O Land Rover de fraque

Uma equipe é então montada para andar adiante com a perua de luxo off-road. Como isso tudo ocorre no fim dos anos 1960, e numa empresa pequena, a equipe é também pequena: apenas 3 engenheiros projetam o carro. Seis protótipos são feitos, e 28 protótipos pré-série são necessários, apenas. Como o mundo mudou.

Os protótipos foram colocados nas ruas sem camuflagem, para teste, mas com um nome de uma empresa fantasma sediada longe da Rover, criada para esconder os protótipos do radical P6BS: Velar. O Range Rover, imaginava-se, ia ser usado apenas por fazendeiros e pescadores, caçadores e gente desse tipo, inclusive amadora. Lançado em 1970, era como toda perua off-road, espartana, interior lavável com mangueira, sem ar-condicionado, sem câmbio automático, sem nem direção hidráulica.

Erraram feio. O desempenho decente em ruas fez gente que nunca considerou esse tipo de carro cobiçá-lo. Empresas começam a fazer muito dinheiro tornando seus interiores luxuosos, colocando vidros elétricos e direção hidráulica. A Rover entende isso, e finalmente começa a sofisticar cada vez mais a perua ela mesma. Em 1973, direção hidráulica, depois carpetes, e mais acabamento, em 1981, quatro portas. A rainha Elisabeth pede que protejam o estepe e macaco no porta-malas: seus Corgi estão se sujando de graxa. Um pedido que mostra bem onde iria o carro dali em diante.

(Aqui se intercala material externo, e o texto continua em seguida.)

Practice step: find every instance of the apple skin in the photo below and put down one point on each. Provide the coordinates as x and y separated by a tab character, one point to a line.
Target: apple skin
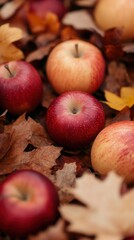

Se tornaria um sucesso imenso, a demanda sempre superior à produção. Se tornou um carro de luxo de utilidade extendida, um Mercedes S-class que pode atravessar o Saara, andar na floresta amazônica, visitar o Tibete. Todo mundo quer isso hoje, mesmo que seja numa imitação, de capacidade muito inferior, e que viagens ao Tibete sejam possíveis apenas sonhando de noite. Imagem, é tudo. Não importa que a maioria dos Range Rover nunca se sujará de terra, assim como não importa que a maioria dos Lamborghinis nunca passem de 100km/h. A capacidade existe, e isso dá valor ao veículo.

O Range Rover, quem diria, é tudo que resta da Rover. E por mais que todos amem as versões posteriores mais luxuosas, o primeiro carro permanece de um charme e uma missão específica incrivelmente claras. A versão original, mais simples e focada, de qualquer carro, parece sempre ser a melhor.